In Beijing’s latest attempt to stop the bleeding of its struggling economy, the Chinese yuan was devalued by 1.9% against the U.S. dollar, the steepest decline in greater than 20 years. One direct result of the devaluation is that Chinese-made goods will immediately become less expensive for foreign buyers. The big winners: China’s domestic smartphone brands. The big loser: Apple. In fact, the yuan devaluation caused Apple stock to fall as many financial analysts predict that iPhone prices will rise in China, one of Apple’s core markets.
Presently, Xiaomi is China’s leading smartphone manufacturer. Conversely, Apple dominates the “higher end” of the market, with iPhone prices much greater than Chinese smartphones.
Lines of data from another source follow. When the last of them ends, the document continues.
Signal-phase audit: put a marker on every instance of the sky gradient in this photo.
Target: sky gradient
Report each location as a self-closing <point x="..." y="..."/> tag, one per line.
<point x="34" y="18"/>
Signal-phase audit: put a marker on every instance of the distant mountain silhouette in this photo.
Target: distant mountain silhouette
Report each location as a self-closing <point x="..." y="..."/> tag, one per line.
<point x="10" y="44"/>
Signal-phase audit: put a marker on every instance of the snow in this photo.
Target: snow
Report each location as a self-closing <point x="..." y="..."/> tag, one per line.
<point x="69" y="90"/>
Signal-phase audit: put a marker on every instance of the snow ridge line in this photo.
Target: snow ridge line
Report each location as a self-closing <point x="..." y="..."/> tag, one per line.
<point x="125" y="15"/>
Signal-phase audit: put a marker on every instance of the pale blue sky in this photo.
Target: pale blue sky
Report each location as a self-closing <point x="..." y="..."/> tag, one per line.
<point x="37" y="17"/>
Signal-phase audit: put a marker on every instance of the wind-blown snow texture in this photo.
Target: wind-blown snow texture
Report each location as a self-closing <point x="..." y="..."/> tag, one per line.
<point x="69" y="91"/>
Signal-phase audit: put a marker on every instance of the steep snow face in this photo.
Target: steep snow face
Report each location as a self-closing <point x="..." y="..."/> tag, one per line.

Abe Eshkenazi, chief executive officer of APICS, a supply-chain industry trade group, stated that as a result of the yuan devaluation, “Chinese consumers and businesses will seek more domestic suppliers rather than now more expensive imported goods. This could be a China re-shoring trend.” In fact, the yuan devaluation will directly lower production costs at factories across China and will produce a financial boost to Chinese company exporters. As a result, Chinese products can be priced lower, the companies will experience less exchange loss and overseas revenue will be greater when calculated against the yuan.
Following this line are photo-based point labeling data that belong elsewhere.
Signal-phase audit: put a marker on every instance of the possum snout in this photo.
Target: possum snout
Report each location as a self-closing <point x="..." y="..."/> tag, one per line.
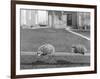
<point x="45" y="49"/>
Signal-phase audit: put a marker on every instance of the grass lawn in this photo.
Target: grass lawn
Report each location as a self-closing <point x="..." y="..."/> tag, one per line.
<point x="35" y="62"/>
<point x="63" y="40"/>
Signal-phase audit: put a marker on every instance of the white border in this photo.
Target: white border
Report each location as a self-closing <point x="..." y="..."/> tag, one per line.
<point x="52" y="70"/>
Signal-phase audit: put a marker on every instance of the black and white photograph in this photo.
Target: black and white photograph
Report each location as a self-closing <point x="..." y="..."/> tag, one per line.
<point x="51" y="39"/>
Apple’s Chinese smartphone rivals will get a double boost as their revenue from overseas will increase and the cost of iPhones will likely increase, possibly deterring consumers from purchasing the already expensive product. Xiang Ligang, chief executive of Chinese telecommunications industry website cctime.com stated that, “Chinese tech companies across sectors are all pushing out into the world. The yuan devaluation will make these products that much more competitive overseas.” Arthur Liao, a financial analyst with Taiwanese bank Fubon echoed these sentiments stating that, “China’s sudden devaluation confirmed market concerns over China’s economic growth. [Analysts] expect weaker consumer demand for iPhones in China, and Apple may raise its product prices later if China continues to devalue its currency.”
Whether the yuan devaluation salvages the Chinese economy remains to be seen, but it is clear that Chinese manufacturers will benefit in the short term.